In Australian's current administration, science is an unnecessary impediment, and we are internationally insignificant.
Jack Palmer, Watson
Toxic smoke a precursor
Blowing up 14 tonnes of explosive over Melbourne and most likely a similar amount over Sydney had the revellers enthralled and excited. We continue to be confronted by what some have described as climate catastrophe. Is there a huge degree of hypocrisy here? We are led to believe that the majority consider catastrophic global warming as a threat to our very existence.
Many of the revellers on statistics must be catastrophists. Therefore it must be harmless fun to cover major cities with toxic smoke with over 1 million under the cloud, but only on New Year's Eve.

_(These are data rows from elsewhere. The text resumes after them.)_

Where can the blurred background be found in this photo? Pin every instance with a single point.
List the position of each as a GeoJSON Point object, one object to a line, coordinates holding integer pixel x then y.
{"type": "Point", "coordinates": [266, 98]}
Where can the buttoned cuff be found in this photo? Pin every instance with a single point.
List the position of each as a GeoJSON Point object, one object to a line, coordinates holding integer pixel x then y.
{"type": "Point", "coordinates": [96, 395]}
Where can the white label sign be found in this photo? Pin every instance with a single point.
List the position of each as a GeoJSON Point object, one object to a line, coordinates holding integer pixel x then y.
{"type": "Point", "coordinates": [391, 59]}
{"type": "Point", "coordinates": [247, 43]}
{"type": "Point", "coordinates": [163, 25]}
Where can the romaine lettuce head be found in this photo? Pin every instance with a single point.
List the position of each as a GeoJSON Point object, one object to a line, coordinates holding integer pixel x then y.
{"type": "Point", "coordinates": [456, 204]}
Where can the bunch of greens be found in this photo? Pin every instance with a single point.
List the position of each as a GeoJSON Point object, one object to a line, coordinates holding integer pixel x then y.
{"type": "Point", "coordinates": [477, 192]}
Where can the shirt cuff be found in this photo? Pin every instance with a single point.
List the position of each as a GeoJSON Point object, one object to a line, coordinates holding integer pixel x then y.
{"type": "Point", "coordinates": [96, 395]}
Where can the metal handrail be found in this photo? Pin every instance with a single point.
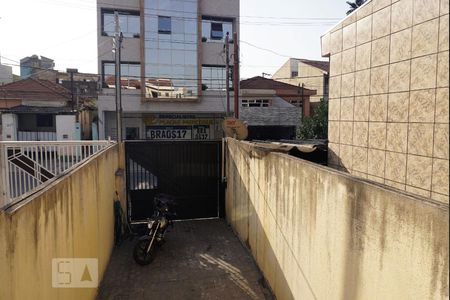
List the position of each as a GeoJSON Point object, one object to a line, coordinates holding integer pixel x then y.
{"type": "Point", "coordinates": [26, 167]}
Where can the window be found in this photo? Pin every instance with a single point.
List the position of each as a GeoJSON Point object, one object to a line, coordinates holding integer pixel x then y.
{"type": "Point", "coordinates": [164, 25]}
{"type": "Point", "coordinates": [132, 133]}
{"type": "Point", "coordinates": [297, 103]}
{"type": "Point", "coordinates": [326, 85]}
{"type": "Point", "coordinates": [44, 120]}
{"type": "Point", "coordinates": [256, 103]}
{"type": "Point", "coordinates": [129, 22]}
{"type": "Point", "coordinates": [130, 75]}
{"type": "Point", "coordinates": [213, 78]}
{"type": "Point", "coordinates": [215, 29]}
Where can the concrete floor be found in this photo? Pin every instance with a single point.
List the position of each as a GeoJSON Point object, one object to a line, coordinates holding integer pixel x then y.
{"type": "Point", "coordinates": [200, 260]}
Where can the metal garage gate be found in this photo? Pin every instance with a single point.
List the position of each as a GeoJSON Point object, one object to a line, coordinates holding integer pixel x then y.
{"type": "Point", "coordinates": [190, 171]}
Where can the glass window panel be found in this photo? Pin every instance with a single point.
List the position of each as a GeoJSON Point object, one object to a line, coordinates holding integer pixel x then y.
{"type": "Point", "coordinates": [134, 25]}
{"type": "Point", "coordinates": [190, 39]}
{"type": "Point", "coordinates": [177, 26]}
{"type": "Point", "coordinates": [165, 57]}
{"type": "Point", "coordinates": [178, 71]}
{"type": "Point", "coordinates": [228, 27]}
{"type": "Point", "coordinates": [164, 25]}
{"type": "Point", "coordinates": [108, 24]}
{"type": "Point", "coordinates": [206, 30]}
{"type": "Point", "coordinates": [178, 57]}
{"type": "Point", "coordinates": [190, 27]}
{"type": "Point", "coordinates": [190, 57]}
{"type": "Point", "coordinates": [190, 8]}
{"type": "Point", "coordinates": [129, 24]}
{"type": "Point", "coordinates": [190, 72]}
{"type": "Point", "coordinates": [164, 71]}
{"type": "Point", "coordinates": [165, 5]}
{"type": "Point", "coordinates": [216, 31]}
{"type": "Point", "coordinates": [164, 45]}
{"type": "Point", "coordinates": [173, 60]}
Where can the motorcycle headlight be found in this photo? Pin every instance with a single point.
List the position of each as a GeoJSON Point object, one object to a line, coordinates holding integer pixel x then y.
{"type": "Point", "coordinates": [150, 224]}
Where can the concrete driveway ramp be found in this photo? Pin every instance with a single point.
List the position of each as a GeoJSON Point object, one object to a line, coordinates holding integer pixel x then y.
{"type": "Point", "coordinates": [200, 260]}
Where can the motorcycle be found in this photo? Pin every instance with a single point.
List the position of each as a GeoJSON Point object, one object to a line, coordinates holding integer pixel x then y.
{"type": "Point", "coordinates": [144, 250]}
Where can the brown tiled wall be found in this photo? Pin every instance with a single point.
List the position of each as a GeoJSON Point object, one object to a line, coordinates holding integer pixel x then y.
{"type": "Point", "coordinates": [389, 97]}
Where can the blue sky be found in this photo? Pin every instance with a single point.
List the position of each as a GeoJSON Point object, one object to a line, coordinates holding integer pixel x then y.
{"type": "Point", "coordinates": [65, 30]}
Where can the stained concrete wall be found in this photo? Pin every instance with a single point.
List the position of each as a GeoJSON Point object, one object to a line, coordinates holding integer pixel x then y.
{"type": "Point", "coordinates": [317, 233]}
{"type": "Point", "coordinates": [73, 218]}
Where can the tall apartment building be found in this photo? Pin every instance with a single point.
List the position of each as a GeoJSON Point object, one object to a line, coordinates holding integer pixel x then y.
{"type": "Point", "coordinates": [173, 67]}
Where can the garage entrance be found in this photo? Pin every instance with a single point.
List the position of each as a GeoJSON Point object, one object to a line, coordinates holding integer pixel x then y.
{"type": "Point", "coordinates": [188, 170]}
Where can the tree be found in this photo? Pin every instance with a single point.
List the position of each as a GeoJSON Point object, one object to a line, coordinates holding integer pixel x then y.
{"type": "Point", "coordinates": [354, 5]}
{"type": "Point", "coordinates": [315, 127]}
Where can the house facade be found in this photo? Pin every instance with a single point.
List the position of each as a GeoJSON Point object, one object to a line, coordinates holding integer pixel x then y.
{"type": "Point", "coordinates": [36, 110]}
{"type": "Point", "coordinates": [31, 65]}
{"type": "Point", "coordinates": [6, 75]}
{"type": "Point", "coordinates": [389, 99]}
{"type": "Point", "coordinates": [312, 74]}
{"type": "Point", "coordinates": [272, 110]}
{"type": "Point", "coordinates": [172, 67]}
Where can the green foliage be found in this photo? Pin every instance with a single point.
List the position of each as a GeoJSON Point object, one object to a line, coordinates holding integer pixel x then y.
{"type": "Point", "coordinates": [315, 127]}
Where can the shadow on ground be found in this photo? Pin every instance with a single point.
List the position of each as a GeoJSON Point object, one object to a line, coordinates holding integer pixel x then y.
{"type": "Point", "coordinates": [200, 260]}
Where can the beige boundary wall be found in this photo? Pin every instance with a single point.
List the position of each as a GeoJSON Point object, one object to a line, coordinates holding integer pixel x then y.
{"type": "Point", "coordinates": [389, 95]}
{"type": "Point", "coordinates": [317, 233]}
{"type": "Point", "coordinates": [73, 218]}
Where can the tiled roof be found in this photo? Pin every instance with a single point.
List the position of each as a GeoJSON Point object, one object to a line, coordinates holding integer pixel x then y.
{"type": "Point", "coordinates": [261, 83]}
{"type": "Point", "coordinates": [23, 109]}
{"type": "Point", "coordinates": [34, 90]}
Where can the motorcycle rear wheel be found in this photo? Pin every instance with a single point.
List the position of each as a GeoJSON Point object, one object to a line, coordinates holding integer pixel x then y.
{"type": "Point", "coordinates": [140, 255]}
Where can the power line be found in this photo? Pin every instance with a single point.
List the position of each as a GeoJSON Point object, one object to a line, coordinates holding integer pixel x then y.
{"type": "Point", "coordinates": [131, 7]}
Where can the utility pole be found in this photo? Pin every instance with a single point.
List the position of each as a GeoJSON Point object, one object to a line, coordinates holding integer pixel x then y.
{"type": "Point", "coordinates": [117, 49]}
{"type": "Point", "coordinates": [227, 54]}
{"type": "Point", "coordinates": [303, 101]}
{"type": "Point", "coordinates": [236, 75]}
{"type": "Point", "coordinates": [74, 105]}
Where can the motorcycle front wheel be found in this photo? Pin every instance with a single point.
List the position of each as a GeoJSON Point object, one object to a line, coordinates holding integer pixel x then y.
{"type": "Point", "coordinates": [140, 254]}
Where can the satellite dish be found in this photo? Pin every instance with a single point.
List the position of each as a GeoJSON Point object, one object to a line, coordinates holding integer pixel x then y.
{"type": "Point", "coordinates": [235, 128]}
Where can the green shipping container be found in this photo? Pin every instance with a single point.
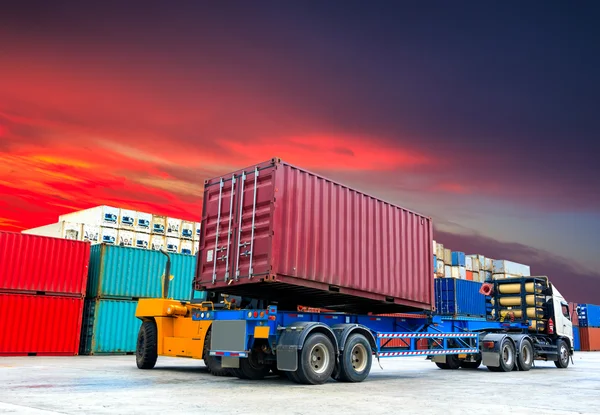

Is that how is goes? Just asking.
Newton Reynolds, Croydon, Vic
TO THE POINT
MEDIA V TRUMP
The US media's hatred of Donald Trump has become so palpable I am now convinced that if he cured cancer the headlines would read "Trump destroys research industry, thousand now unemployed".
Mark Sproat, Lyons
FREE PARKING
Richard Green (Letters, December 29) is understandably upset that parking costs more than the cinema ticket at the Palace Cinema in Acton. This follows the removal of the previous parking discount for cinema ticket-holders.
But Richard is wrong when he says that "one is forced to use this rip-off system". I often see films at the Palace, but almost never park under the theatre. There is plenty of parking not far away, just past the Shine Dome, and outside of business hours it is free.
John Hutchison, Coombs
SUMMER OF CRICKETS
Sankar Kumar Chatterjee (Letters, January 1) suggests we should "get on with the game of cricket maintaining cricket". Have others noted that this summer, Australian crickets are pretty quiet (perhaps waiting for some moisture), while Indian crickets are particularly chirpy?
Peter Baskett, Murrumbateman
CREDENTIALS REQUIRED
The most useful thing I ever learnt was how little I really know. I did Grade Six Nature Study but don't know much at all about climate change.
Could you please publish the credentials of "expert" correspondents? Then we'll know.
Barrie Smillie, Duffy
WHO'S TO BLAME?
Your editorial ("Howard's troubling legacy", January 2) refers to the subsequent "loss of 30,000 public service positions". In the context of this decade's cuts, I have seen claims that a significant portion of those 30,000 were a lagged response to funding cuts made by the previous Keating government. It would be interesting to see a considered analysis of this point.
Ian Douglas, Jerrabomberra
LACKING MORALS
Yes, Albert White, (Letters, December 30), you are quite correct in describing spying as the second-oldest profession. But you need to add the corollary "with fewer morals than the first".
Peter Sealy, Thurgoona, NSW
PUERILE DENIGRATION
I wrote in these columns some time ago urging Gary Wilson to cease his references to the ACT government as "our town council' (CT Letters). As I pointed out then the ACT government bears responsibility for education, health and many other functions which elsewhere are the responsibility of state governments, not local councils.
Once again I urge Mr. Wilson to desist from this puerile denigration.